Dance Fever

Florence + The Machine desata una fiebre por el baile

Fiebre por el baile, es el mensaje que ayer compartió Florence + The Machine mediante el video para Heaven is here, el segundo anticipo de su quinto álbum de estudio, que hoy se ha confirmado que llevará el título Dance Fever, con fecha de lanzamiento para el 13 de mayo, vía Polydor Records. La confirmación del título llega con el estreno de un tercer adelanto, My love junto a un clip, nuevamente bajo la dirección de Autumn De Wilde, quien se ha encargado de llevar a pantalla los videos de esta nueva temporada musical de la artista británica.

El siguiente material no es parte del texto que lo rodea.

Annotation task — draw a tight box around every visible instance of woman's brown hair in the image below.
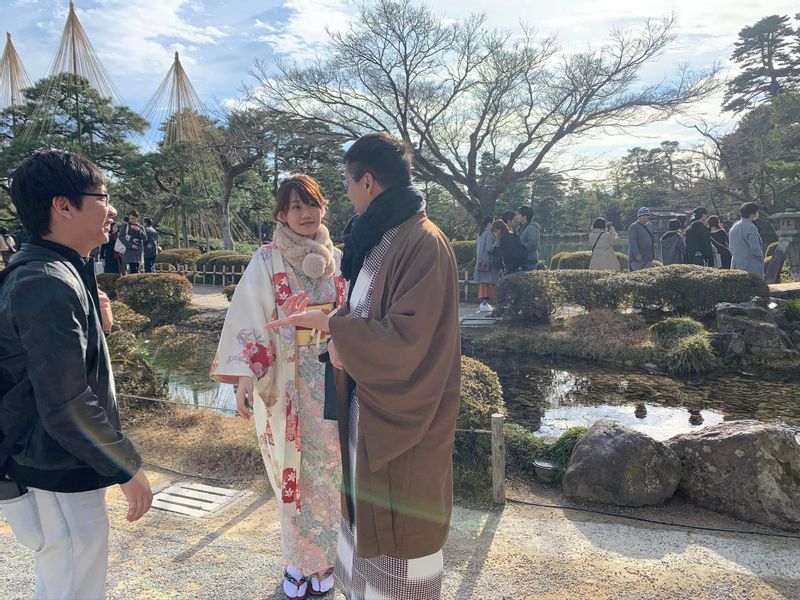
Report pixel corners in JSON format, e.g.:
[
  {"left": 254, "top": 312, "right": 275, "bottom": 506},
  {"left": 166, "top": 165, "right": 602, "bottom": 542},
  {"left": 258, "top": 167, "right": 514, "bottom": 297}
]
[
  {"left": 492, "top": 219, "right": 511, "bottom": 237},
  {"left": 272, "top": 175, "right": 328, "bottom": 221}
]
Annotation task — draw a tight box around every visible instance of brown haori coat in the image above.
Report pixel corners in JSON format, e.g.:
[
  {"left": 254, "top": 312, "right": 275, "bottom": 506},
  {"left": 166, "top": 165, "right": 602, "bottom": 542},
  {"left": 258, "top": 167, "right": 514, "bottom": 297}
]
[{"left": 330, "top": 213, "right": 461, "bottom": 559}]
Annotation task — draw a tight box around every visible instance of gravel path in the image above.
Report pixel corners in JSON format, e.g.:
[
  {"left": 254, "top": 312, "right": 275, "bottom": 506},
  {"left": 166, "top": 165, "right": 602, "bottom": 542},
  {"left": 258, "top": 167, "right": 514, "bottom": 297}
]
[{"left": 0, "top": 473, "right": 800, "bottom": 600}]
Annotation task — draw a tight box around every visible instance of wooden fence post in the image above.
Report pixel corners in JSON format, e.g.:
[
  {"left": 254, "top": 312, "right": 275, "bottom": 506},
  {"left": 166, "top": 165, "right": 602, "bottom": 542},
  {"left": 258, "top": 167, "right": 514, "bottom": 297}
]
[{"left": 492, "top": 413, "right": 506, "bottom": 504}]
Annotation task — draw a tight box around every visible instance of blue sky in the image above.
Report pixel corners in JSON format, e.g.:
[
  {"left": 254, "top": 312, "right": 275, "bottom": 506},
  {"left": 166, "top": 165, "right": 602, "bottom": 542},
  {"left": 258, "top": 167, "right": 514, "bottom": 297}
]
[{"left": 0, "top": 0, "right": 800, "bottom": 162}]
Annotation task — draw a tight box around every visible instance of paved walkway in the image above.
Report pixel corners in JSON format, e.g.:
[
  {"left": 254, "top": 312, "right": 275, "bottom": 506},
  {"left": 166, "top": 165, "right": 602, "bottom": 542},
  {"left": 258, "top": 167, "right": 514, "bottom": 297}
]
[
  {"left": 192, "top": 285, "right": 496, "bottom": 327},
  {"left": 0, "top": 473, "right": 800, "bottom": 600}
]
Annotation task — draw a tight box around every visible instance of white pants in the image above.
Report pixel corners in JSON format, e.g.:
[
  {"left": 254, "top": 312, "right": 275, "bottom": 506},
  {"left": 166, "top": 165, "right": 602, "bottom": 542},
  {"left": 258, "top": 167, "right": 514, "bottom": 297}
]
[{"left": 0, "top": 489, "right": 108, "bottom": 600}]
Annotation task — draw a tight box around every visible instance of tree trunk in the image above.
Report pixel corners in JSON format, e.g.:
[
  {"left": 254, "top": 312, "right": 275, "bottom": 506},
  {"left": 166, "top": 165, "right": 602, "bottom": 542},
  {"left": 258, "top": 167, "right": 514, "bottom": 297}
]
[{"left": 219, "top": 171, "right": 235, "bottom": 250}]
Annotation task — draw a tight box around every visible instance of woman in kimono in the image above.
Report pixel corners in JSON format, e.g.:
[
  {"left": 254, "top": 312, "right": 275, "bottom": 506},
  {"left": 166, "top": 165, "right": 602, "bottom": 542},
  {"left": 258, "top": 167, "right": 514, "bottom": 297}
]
[{"left": 211, "top": 175, "right": 346, "bottom": 598}]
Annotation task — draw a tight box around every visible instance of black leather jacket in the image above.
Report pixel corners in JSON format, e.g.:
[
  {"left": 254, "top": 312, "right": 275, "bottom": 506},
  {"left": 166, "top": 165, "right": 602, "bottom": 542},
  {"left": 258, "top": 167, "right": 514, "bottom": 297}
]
[{"left": 0, "top": 240, "right": 141, "bottom": 492}]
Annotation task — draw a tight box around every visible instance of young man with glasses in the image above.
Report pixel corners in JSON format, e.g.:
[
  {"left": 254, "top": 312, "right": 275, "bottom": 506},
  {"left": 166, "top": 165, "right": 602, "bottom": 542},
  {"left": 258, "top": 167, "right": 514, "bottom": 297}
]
[{"left": 0, "top": 151, "right": 153, "bottom": 600}]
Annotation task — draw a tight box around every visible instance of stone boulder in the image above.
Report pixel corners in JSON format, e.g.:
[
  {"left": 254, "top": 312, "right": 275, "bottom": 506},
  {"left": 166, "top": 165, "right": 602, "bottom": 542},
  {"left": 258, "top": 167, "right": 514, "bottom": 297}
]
[
  {"left": 562, "top": 419, "right": 681, "bottom": 506},
  {"left": 666, "top": 421, "right": 800, "bottom": 531},
  {"left": 716, "top": 302, "right": 796, "bottom": 361}
]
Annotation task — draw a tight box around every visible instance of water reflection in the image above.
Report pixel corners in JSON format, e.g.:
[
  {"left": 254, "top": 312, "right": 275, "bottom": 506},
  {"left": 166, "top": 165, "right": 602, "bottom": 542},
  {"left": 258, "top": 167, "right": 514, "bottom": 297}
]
[{"left": 478, "top": 355, "right": 800, "bottom": 440}]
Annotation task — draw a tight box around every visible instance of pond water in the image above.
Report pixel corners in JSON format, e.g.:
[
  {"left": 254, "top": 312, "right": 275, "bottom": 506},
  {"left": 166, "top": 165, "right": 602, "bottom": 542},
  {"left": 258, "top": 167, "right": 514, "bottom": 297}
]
[{"left": 146, "top": 336, "right": 800, "bottom": 440}]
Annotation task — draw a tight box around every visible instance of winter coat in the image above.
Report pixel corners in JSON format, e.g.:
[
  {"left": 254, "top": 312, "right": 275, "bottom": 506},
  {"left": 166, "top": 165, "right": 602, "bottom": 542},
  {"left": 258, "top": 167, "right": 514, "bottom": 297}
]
[
  {"left": 686, "top": 221, "right": 714, "bottom": 267},
  {"left": 661, "top": 231, "right": 686, "bottom": 265},
  {"left": 628, "top": 221, "right": 656, "bottom": 263},
  {"left": 144, "top": 227, "right": 158, "bottom": 258},
  {"left": 589, "top": 229, "right": 622, "bottom": 271},
  {"left": 711, "top": 229, "right": 731, "bottom": 269},
  {"left": 517, "top": 223, "right": 541, "bottom": 268},
  {"left": 472, "top": 229, "right": 500, "bottom": 284},
  {"left": 728, "top": 219, "right": 764, "bottom": 279},
  {"left": 119, "top": 223, "right": 147, "bottom": 265}
]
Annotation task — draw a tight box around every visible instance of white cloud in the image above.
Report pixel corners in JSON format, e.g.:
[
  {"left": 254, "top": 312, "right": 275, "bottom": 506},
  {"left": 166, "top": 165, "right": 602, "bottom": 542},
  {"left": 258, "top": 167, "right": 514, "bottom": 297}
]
[{"left": 255, "top": 0, "right": 359, "bottom": 61}]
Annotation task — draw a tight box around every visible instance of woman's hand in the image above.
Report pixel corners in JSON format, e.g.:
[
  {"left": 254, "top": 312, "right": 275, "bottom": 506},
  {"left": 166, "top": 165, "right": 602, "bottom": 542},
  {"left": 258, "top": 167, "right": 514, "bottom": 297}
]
[
  {"left": 236, "top": 377, "right": 253, "bottom": 421},
  {"left": 266, "top": 292, "right": 330, "bottom": 332}
]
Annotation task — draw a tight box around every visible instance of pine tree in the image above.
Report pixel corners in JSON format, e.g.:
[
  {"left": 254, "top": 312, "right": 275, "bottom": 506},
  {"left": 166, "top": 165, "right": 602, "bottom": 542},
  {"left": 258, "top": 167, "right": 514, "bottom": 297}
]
[{"left": 723, "top": 15, "right": 800, "bottom": 112}]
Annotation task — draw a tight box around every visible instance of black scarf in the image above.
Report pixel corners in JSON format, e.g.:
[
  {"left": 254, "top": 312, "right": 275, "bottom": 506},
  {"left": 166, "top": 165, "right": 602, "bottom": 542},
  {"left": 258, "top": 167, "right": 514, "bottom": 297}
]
[{"left": 342, "top": 185, "right": 425, "bottom": 294}]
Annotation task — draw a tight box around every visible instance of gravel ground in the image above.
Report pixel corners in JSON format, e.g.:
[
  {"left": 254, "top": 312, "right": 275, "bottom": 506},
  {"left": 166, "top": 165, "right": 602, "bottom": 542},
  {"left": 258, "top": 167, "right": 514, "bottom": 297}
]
[{"left": 0, "top": 473, "right": 800, "bottom": 600}]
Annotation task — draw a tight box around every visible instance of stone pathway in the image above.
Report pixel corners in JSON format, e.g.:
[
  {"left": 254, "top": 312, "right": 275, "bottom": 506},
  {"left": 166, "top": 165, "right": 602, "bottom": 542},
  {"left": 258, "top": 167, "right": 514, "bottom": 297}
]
[{"left": 0, "top": 471, "right": 800, "bottom": 600}]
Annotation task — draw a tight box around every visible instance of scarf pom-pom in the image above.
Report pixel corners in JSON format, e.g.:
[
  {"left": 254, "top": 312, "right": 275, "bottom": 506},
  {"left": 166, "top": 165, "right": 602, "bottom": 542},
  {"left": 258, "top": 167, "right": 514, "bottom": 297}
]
[{"left": 303, "top": 253, "right": 327, "bottom": 279}]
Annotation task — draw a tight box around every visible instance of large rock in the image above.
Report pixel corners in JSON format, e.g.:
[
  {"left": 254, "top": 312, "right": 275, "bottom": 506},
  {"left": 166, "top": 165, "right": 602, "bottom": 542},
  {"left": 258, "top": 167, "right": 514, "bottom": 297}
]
[
  {"left": 716, "top": 302, "right": 796, "bottom": 362},
  {"left": 562, "top": 419, "right": 681, "bottom": 506},
  {"left": 666, "top": 421, "right": 800, "bottom": 531}
]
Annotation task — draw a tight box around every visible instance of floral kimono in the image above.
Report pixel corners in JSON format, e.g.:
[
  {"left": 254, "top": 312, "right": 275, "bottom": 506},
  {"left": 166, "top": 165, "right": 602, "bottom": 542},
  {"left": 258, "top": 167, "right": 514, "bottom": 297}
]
[{"left": 211, "top": 231, "right": 347, "bottom": 574}]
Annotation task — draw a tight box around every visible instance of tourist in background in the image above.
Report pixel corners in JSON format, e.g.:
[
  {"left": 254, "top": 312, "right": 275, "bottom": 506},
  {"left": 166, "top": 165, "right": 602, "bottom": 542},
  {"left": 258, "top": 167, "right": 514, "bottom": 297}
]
[
  {"left": 144, "top": 217, "right": 161, "bottom": 273},
  {"left": 492, "top": 221, "right": 528, "bottom": 275},
  {"left": 628, "top": 206, "right": 656, "bottom": 271},
  {"left": 0, "top": 227, "right": 17, "bottom": 265},
  {"left": 589, "top": 217, "right": 622, "bottom": 272},
  {"left": 118, "top": 210, "right": 147, "bottom": 275},
  {"left": 100, "top": 223, "right": 122, "bottom": 273},
  {"left": 473, "top": 215, "right": 500, "bottom": 312},
  {"left": 728, "top": 202, "right": 764, "bottom": 279},
  {"left": 516, "top": 206, "right": 541, "bottom": 271},
  {"left": 661, "top": 219, "right": 686, "bottom": 266},
  {"left": 686, "top": 206, "right": 714, "bottom": 267},
  {"left": 708, "top": 215, "right": 731, "bottom": 269},
  {"left": 211, "top": 175, "right": 346, "bottom": 598}
]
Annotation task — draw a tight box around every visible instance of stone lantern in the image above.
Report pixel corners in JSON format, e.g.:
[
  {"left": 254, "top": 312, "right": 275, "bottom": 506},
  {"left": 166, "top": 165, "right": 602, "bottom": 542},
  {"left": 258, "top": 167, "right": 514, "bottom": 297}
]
[{"left": 769, "top": 209, "right": 800, "bottom": 280}]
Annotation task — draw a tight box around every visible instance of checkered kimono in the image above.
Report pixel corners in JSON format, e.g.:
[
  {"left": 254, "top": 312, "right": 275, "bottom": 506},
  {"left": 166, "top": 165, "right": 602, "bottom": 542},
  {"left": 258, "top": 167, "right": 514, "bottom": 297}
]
[{"left": 334, "top": 226, "right": 443, "bottom": 600}]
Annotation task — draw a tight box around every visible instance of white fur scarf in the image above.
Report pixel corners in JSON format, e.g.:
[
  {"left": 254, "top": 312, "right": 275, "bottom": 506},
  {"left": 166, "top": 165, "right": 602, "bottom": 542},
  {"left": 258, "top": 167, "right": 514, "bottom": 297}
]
[{"left": 272, "top": 223, "right": 336, "bottom": 279}]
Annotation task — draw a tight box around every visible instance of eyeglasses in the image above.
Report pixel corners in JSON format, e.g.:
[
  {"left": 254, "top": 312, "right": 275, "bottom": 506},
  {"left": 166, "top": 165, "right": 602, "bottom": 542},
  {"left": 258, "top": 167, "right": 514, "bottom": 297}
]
[{"left": 81, "top": 192, "right": 111, "bottom": 206}]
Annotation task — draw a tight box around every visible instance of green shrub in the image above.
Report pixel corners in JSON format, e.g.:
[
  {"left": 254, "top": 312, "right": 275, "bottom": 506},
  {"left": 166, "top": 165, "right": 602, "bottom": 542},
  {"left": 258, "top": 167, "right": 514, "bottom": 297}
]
[
  {"left": 548, "top": 426, "right": 589, "bottom": 481},
  {"left": 457, "top": 356, "right": 505, "bottom": 429},
  {"left": 97, "top": 273, "right": 122, "bottom": 300},
  {"left": 450, "top": 240, "right": 477, "bottom": 273},
  {"left": 117, "top": 273, "right": 192, "bottom": 314},
  {"left": 495, "top": 271, "right": 563, "bottom": 324},
  {"left": 558, "top": 251, "right": 592, "bottom": 269},
  {"left": 111, "top": 301, "right": 150, "bottom": 333},
  {"left": 503, "top": 423, "right": 547, "bottom": 477},
  {"left": 666, "top": 332, "right": 715, "bottom": 376},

Cargada de sintetizadores, la nueva pista de Florence Welch y compañía, se crece cuando dispara su estribillo de estadio: «So tell me where to put my love / Do I wait for time to do what it does / I don’t know where to put my love«. Líricamente, Florence se inspiró en las heroínas trágicas del arte prerrafaelita, la ficción gótica de Carmen María Machado y Julia Armfield, así como en las películas The Wicker Man y The Witch hasta Midsommar. Por su parte, el clip se nutre de imágenes al estilo Great Gatsby, con una coreografía a cargo de Ryan Heffington, quien también dirigió la coreografía en King y Heaven is here.

A veces, creo que las canciones de baile más importantes tienen un núcleo realmente triste.- Florence +The Machine.

Dance Fever se grabó predominantemente en Londres en el transcurso de la pandemia en previsión de la reapertura del mundo. Evoca lo que Florence más extrañaba en medio del confinamiento: clubes, bailes en festivales, estar en el torbellino de movimiento de unión y la esperanza de reuniones por venir. Es el álbum que trae de vuelta lo mejor de Florence: el festival que encabeza Boudicca, empuñando himnos como una espada en llamas.

Justo antes de la pandemia, Florence se había fascinado por la coreomanía, un fenómeno renacentista en el que grupos de personas, a veces miles, bailaban salvajemente hasta el agotamiento, el colapso y la muerte. Las imágenes resonaron con Florence, que había estado de gira sin parar durante más de una década, y en el confinamiento se sintió extrañamente profética.

La imagen y el concepto de la danza, y la coreomanía, permanecieron centrales a medida que Florence tejió sus propias experiencias de danza, una disciplina a la que recurrió en los primeros días de sobriedad, con los elementos folclóricos de un pánico moral de la Edad Media. En los últimos tiempos de letargo y confinamiento, la danza ofrecía propulsión, energía y una forma de ver la música de forma más coreográfica.

Comenzando, como siempre, armada con un cuaderno de poemas e ideas, Florence acababa de llegar a Nueva York en marzo de 2020 para comenzar a grabar el disco con Jack Antonoff cuando el Covid-19 la obligó a retirarse a Londres. Atrincherada en casa, las canciones comenzaron a transformarse, con guiños al baile, folk, Iggy Pop de los 70, temas folklóricos de anhelanza a la Lucinda Williams o Emmylou Harris y más. Este quinto álbum, también tiene participación de Dave Bayley, frontman de Glass Animals, en la producción.